Kent, Sussex coastal communities primed for beach protections

Erosion at Bowers Beach. (File photo)

DOVER — Several coastal communities in Kent and Sussex counties along the Delaware Bay shoreline took one step closer to receiving added protections from damages caused by erosion, wave attack and inundation.

Lt. Gen. Todd T. Semonite, U.S. Army Corps of Engineers’ (USACE) commanding general and the 54th U.S. Army Chief of Engineers, signed the Chief’s Report for the “Delaware Beneficial Use of Dredged Material for the Delaware River Feasibility Study” — a key milestone for the proposed project.

Last week’s signing of the report advances the project to Congress for authorization.

The recommended plan calls for the dredged material from the bay to be used to construct a dune and berm system at Bowers Beach, South Bowers Beach, Slaughter Beach, Prime Hook Beach and Lewes Beach while a berm system would be constructed at Pickering Beach and Kitts Hummock.

Initial construction of the project would be implemented in phases depending on funding and future dredging requirements. After initial construction, the sites would be eligible for periodic nourishment every six years.

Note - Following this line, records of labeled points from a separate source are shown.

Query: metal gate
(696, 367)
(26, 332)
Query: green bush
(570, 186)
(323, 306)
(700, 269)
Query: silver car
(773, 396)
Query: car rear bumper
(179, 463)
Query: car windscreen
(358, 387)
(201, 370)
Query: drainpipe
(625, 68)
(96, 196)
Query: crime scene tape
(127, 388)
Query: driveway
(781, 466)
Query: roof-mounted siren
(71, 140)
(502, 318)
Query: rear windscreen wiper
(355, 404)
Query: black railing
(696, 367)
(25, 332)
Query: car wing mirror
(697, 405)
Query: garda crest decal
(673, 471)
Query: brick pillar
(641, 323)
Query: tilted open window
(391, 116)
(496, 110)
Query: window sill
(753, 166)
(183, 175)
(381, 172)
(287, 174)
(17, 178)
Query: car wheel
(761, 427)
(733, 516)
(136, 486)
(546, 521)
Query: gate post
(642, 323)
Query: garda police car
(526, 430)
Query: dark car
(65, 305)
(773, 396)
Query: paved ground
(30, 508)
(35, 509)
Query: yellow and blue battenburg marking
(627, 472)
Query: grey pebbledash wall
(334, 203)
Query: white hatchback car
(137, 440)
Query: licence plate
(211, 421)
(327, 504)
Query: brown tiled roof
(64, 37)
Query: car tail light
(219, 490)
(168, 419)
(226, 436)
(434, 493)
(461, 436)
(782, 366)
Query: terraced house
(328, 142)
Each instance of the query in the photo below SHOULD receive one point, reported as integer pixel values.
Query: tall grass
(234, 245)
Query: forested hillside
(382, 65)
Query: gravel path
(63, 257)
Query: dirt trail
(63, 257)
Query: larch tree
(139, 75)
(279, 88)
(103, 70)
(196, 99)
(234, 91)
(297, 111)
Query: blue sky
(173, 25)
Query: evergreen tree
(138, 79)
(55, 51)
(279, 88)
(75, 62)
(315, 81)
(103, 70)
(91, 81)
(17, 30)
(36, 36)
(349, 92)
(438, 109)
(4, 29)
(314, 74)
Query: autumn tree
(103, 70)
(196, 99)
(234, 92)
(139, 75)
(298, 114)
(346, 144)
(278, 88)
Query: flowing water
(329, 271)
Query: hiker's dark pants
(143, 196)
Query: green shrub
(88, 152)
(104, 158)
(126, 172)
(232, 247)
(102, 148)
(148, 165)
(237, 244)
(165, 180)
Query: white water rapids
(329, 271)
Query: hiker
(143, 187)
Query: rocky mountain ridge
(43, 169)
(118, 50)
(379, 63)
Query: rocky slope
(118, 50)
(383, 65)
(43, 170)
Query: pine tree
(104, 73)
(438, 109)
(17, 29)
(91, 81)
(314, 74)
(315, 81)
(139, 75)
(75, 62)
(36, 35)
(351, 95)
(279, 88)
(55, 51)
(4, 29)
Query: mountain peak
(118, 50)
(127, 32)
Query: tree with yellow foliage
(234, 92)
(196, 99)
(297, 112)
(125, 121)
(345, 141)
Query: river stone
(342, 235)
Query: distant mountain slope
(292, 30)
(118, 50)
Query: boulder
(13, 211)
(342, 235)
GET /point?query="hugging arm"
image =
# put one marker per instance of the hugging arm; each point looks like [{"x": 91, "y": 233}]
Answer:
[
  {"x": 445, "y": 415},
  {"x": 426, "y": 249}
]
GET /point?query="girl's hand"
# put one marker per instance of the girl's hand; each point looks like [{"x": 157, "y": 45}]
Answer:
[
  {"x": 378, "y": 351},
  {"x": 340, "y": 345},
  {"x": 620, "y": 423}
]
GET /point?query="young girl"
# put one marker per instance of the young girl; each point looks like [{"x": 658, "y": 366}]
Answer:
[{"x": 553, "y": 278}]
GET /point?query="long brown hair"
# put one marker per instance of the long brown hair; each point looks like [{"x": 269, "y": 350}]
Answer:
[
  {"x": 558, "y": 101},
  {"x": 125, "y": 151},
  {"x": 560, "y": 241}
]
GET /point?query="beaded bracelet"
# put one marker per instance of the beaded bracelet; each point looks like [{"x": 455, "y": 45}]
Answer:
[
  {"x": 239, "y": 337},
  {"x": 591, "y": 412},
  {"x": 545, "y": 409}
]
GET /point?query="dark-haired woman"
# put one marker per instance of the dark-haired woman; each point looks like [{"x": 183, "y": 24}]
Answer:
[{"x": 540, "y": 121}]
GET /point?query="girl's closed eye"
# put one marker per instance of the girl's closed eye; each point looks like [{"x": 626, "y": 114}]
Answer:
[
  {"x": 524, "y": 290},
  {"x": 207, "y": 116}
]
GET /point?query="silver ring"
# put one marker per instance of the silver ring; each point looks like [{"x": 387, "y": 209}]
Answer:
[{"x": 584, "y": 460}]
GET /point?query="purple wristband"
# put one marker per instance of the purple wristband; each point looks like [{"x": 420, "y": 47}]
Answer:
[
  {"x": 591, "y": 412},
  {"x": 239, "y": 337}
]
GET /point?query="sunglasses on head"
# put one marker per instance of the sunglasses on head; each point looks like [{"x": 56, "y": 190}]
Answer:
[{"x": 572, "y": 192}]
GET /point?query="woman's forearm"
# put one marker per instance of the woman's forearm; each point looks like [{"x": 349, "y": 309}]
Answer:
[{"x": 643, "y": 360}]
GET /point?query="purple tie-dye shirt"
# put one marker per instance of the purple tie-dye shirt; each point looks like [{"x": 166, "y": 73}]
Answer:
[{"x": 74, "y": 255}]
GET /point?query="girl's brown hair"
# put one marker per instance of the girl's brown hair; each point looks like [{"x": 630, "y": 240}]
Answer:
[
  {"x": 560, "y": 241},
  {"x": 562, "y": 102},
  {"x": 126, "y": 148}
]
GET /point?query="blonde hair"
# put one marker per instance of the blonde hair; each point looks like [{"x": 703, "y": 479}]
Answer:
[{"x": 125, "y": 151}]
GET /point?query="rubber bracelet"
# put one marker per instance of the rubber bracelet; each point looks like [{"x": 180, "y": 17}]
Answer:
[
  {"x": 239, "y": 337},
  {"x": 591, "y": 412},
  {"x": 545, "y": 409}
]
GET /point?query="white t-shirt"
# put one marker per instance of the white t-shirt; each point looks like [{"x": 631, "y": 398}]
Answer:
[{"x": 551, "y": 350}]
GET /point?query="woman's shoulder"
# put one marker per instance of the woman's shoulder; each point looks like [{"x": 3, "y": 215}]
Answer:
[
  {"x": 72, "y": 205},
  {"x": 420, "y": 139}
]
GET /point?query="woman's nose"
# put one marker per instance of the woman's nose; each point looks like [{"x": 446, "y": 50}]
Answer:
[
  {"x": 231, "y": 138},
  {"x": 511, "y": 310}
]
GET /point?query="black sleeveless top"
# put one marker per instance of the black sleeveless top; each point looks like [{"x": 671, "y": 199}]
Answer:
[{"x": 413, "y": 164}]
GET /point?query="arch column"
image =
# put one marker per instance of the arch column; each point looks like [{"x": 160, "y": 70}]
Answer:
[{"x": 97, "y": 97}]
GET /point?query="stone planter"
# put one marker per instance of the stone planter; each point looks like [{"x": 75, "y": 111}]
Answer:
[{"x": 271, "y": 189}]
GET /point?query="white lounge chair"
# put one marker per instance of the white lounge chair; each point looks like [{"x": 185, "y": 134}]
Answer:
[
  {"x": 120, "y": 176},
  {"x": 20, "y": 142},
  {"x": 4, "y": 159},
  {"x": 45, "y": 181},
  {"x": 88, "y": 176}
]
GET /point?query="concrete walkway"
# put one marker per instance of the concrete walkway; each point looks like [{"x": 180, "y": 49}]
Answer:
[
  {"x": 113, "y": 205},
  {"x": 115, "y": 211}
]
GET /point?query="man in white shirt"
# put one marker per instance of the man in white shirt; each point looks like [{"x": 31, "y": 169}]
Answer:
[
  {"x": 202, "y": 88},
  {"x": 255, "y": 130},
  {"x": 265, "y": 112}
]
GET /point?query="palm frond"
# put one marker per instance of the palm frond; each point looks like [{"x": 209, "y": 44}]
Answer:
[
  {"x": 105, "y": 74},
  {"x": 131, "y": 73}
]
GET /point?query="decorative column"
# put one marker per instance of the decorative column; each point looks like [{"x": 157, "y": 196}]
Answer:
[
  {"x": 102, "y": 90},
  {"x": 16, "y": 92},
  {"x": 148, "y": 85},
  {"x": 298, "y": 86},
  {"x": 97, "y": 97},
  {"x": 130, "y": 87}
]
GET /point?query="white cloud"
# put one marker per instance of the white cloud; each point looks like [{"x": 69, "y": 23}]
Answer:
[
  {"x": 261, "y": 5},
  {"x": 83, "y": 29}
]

“I want to thank our study team and the state of Delaware for their continued partnership on this important study and our other efforts across the state,” said Lt. Col. David Park, commander of the USACE’s Philadelphia District. “This report allows us to move forward to the next phase of the project.”

The USACE study was developed in response to storm damages along the Delaware Bay shoreline over recent years.

The proposed project would use sand dredged from the bay to construct dunes and berms to reduce the risk of coastal storm damages to infrastructure.

The study, funded in the aftermath of Hurricane Sandy, was completed in partnership with the Delaware Department of Natural Resources and Environmental Control.

“The chief’s report identifies an additional potential resource for the state to utilize for replenishment projects along the coast,” said DNREC Secretary Shawn M. Garvin. “We use methods such as truck-fill or near-shore dredge sources that are currently the most economical ways to address the challenges we are facing from climate change.

“If funded by Congress, this will give us another tool to consider if state resources are available.”

The USACE Philadelphia District routinely dredges the federal shipping channel of the Delaware River and Bay to enable maritime commerce. In the future, USACE anticipates dredging around 930,000 cubic yards of sand from the Delaware Bay every two years.

The upcoming dredging project comes following the completion of the final section of the Delaware River and Bay channel deepening project that took place between 2010 and 2019. The 40-foot depth of the river was dredged to 45-feet over a span more than 102.5 miles on sections of bay and river that borders Delaware, Pennsylvania and New Jersey. Congress initially approved the project in 1992.

That project was initially supposed to only take five years to complete.

“(Hurricane) Sandy complicated things,” said Ed Voigt, chief of public and legal affairs for the USACE Philadelphia District. “Half a billion in contracts went to the Delaware and New Jersey shorelines limiting what we had available for the river. It (the deepening) was designed to be done in five years but lack of funding has really limiting the time we could dredge.”

The next step for the current dredging project will be the approval of the Chief’s Report by the Assistant Secretary of the Army (Civil Works), after which it will be sent to Congress for authorization. Once authorized and funded, the project would move forward through planning, engineering, design and, eventually, construction.

Bowers Beach, Pickering Beach and Kitts Hummock were the sites of beach replenishment projects by The Delaware Department of Natural Resources and Environmental Control’s Shoreline and Waterway Management Section, within the Division of Watershed Stewardship, last year.

Those replenishments consisted of truck-hauled fill projects managed by DNREC. Bayshore beaches in the three downstate communities were chosen for winter replenishment after experiencing significant loss of sand in 2019 year due to erosion from Delaware Bay tides and waves.

Those replenishment projects were funded in part by $300,000 in Community Transportation Funding provided by Delaware legislators Sen. Colin Bonini and Rep. Andria Bennett and Charles Postles, each of whom directed $100,000 in CTF money for the replenishment projects.

Past beach and dune repair work in the three communities includes similar truck-hauled beach fill projects in Bowers Beach in 2009, 2012 and 2018; Kitts Hummock in 2010, 2012 and 2014; and Pickering Beach was last replenished in 2001 using a hydraulic dredge.

Beach fill projects introduce clean sand into the shoreline system to offset the effects of erosion.

Gov. John Carney said the state needs to take the lead when it comes to the “effects of climate change” which have a major impact on Delaware’s popular coastline.

“We are the lowest-lying state in the country, and our sea level is rising at twice the global average,” Gov. Carney said. “This is a real threat that we need to confront together, and it’s not just about the environmental impact in our state.

“Any changes in weather patterns jeopardize Delaware’s $8 billion agricultural industry and our $3.4 billion tourism economy. For the sake of our economy and our environment, it’s crucial we continue to address climate change with urgency.”